1 1/2 lbs pork shoulder
2 garlic cloves, peeled
1 tablespoon cumin powder
1 onion, chopped
2 garlic cloves, chopped
2 tablespoons oil
1/2 teaspoon black pepper
1/2 teaspoon cayenne
2 tablespoons california chili powder
1 tablespoon salt
1/4 teaspoon oregano
4 cups canned white hominy, drained and rinsed
3 -5 cups pork broth, from cooking pork shoulder
1 cup canned diced green chilis (optional)
salt
2 whole fresh jalapenos, chopped (optional)
3 whole ancho chilies, seeded and stemmed (garnish) (optional)

Steps:

  • This recipe requires a simple prep.
  • Prepare the onion, peel the garlic, chop the onion, peel and chop the 2 garlic cloves, chop the green chilies and jalapenos if you are using them and get the hominy drained and rinsed.
  • I boil my ancho chilies in a separate small pot for the garnish part(read below).
  • Now you are ready to cook.
  • Place the meat in a large saucepan and just cover with lightly salted water.
  • Add 1/2 chopped onion, the 2 cloves peeled garlic, pepper, cumin, and oregano.
  • Bring to a boil over medium heat, skim off any foam that rises, reduce heat, cover and simmer for 45 minutes.
  • Remove meat and broth, reserving both.
  • Saute the remaining chopped onion and garlic in oil until translucent.

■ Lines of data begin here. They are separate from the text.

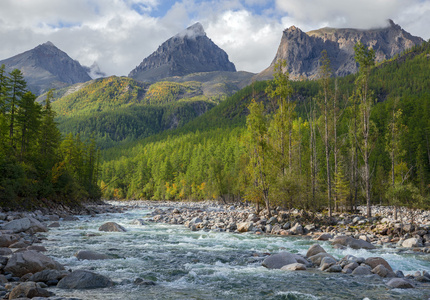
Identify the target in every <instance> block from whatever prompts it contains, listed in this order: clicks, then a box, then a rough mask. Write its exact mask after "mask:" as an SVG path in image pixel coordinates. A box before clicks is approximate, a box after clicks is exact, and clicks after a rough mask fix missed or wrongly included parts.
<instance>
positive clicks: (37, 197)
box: [0, 65, 101, 209]
mask: <svg viewBox="0 0 430 300" xmlns="http://www.w3.org/2000/svg"><path fill="white" fill-rule="evenodd" d="M35 100H36V96H35V95H34V94H32V93H31V92H29V91H28V90H27V88H26V82H25V80H24V77H23V74H22V73H21V71H20V70H18V69H15V70H13V71H12V72H10V73H7V72H6V71H5V66H4V65H2V66H1V67H0V174H1V176H0V206H1V207H2V208H13V209H31V208H34V207H44V206H50V205H52V204H55V203H57V204H66V205H69V206H74V205H77V204H79V203H80V202H81V201H82V200H89V199H94V200H95V199H100V196H101V190H100V188H99V186H98V185H97V181H98V174H99V152H98V151H97V149H96V145H95V142H94V140H93V141H90V140H83V139H81V138H80V136H79V134H77V135H72V134H69V135H67V136H63V137H62V136H61V133H60V131H59V129H58V128H57V124H56V121H55V115H56V113H55V112H54V110H53V109H52V106H51V101H52V100H53V92H52V91H50V92H49V93H48V95H47V97H46V100H45V101H44V103H43V104H39V103H37V102H36V101H35Z"/></svg>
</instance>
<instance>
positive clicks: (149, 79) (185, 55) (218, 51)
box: [128, 23, 236, 82]
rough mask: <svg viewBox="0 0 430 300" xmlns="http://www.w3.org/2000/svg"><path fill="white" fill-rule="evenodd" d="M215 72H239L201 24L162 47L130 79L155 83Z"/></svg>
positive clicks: (174, 36)
mask: <svg viewBox="0 0 430 300" xmlns="http://www.w3.org/2000/svg"><path fill="white" fill-rule="evenodd" d="M213 71H229V72H235V71H236V68H235V66H234V64H233V63H232V62H230V61H229V59H228V55H227V53H225V51H224V50H222V49H221V48H219V47H218V46H217V45H215V43H213V42H212V41H211V40H210V39H209V38H208V37H207V36H206V33H205V31H204V29H203V26H202V25H201V24H200V23H196V24H194V25H192V26H190V27H188V28H187V29H186V30H184V31H182V32H180V33H178V34H177V35H175V36H173V37H172V38H170V39H168V40H167V41H165V42H164V43H163V44H161V46H159V47H158V49H157V50H156V51H155V52H154V53H152V54H151V55H150V56H148V57H147V58H145V59H144V60H143V61H142V62H141V63H140V65H139V66H137V67H136V68H135V69H134V70H132V71H131V72H130V74H129V75H128V76H129V77H131V78H133V79H136V80H139V81H147V82H155V81H159V80H160V79H163V78H167V77H173V76H185V75H189V74H192V73H197V72H213Z"/></svg>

  • Add the remaining spices, stir for a minute.
  • Cut the reserved pork into 1 inch cubes and add to the pan.
  • Stir in the canned hominy, pork broth (if there is not enough pork broth, add chicken stock, I like to add it anyway for flavor, about 2-4 cups, eyeball the amount you like), green chilies and jalapenos (optional).

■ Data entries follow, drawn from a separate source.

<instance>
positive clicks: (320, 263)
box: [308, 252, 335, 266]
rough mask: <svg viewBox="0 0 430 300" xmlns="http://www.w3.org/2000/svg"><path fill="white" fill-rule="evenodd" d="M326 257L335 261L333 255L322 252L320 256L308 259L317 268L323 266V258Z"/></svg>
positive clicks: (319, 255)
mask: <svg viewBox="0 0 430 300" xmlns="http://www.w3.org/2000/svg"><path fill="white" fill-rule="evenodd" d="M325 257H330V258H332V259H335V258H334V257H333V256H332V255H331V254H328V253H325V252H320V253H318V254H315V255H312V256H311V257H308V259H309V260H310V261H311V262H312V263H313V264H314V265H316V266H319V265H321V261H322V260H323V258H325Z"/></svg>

  • Cook at a simmer, covered, for 45 to 60 minutes until the meat and hominy are tender.
  • If necessary, cook for up to an additional 60 minutes until the chilies and onions are well blended into the broth.
  • Degrease the stew, taste for salt, and serve in soup bowls.
  • This is a delicious recipe and well worth the effort to make.
  • Garnishes that are always served with are:.
  • lots of lime/lemon wedges.
  • sliced radishes.
  • chopped cilantro.
  • Shredded cabbage(not red).
  • fresh/ packaged fried corn tortillas.
  • When my ancho chilies are soft from boiling(takes about 15 minutes), then i put them in the blender with 1 1/2cups of water, 1 clove of garlic and about 2 tablespoons diced onion, and about 1 tablespoons of salt and pepper. I blend this thin, then strain it to get the liquid separated from its "pulp". I throw the pulp into the soup for the flavor i like but you can discard if too spicy for you. The remaining liquid you put in a serving dish for guests to add in their own bowl, if desired. Beware! It's HOT!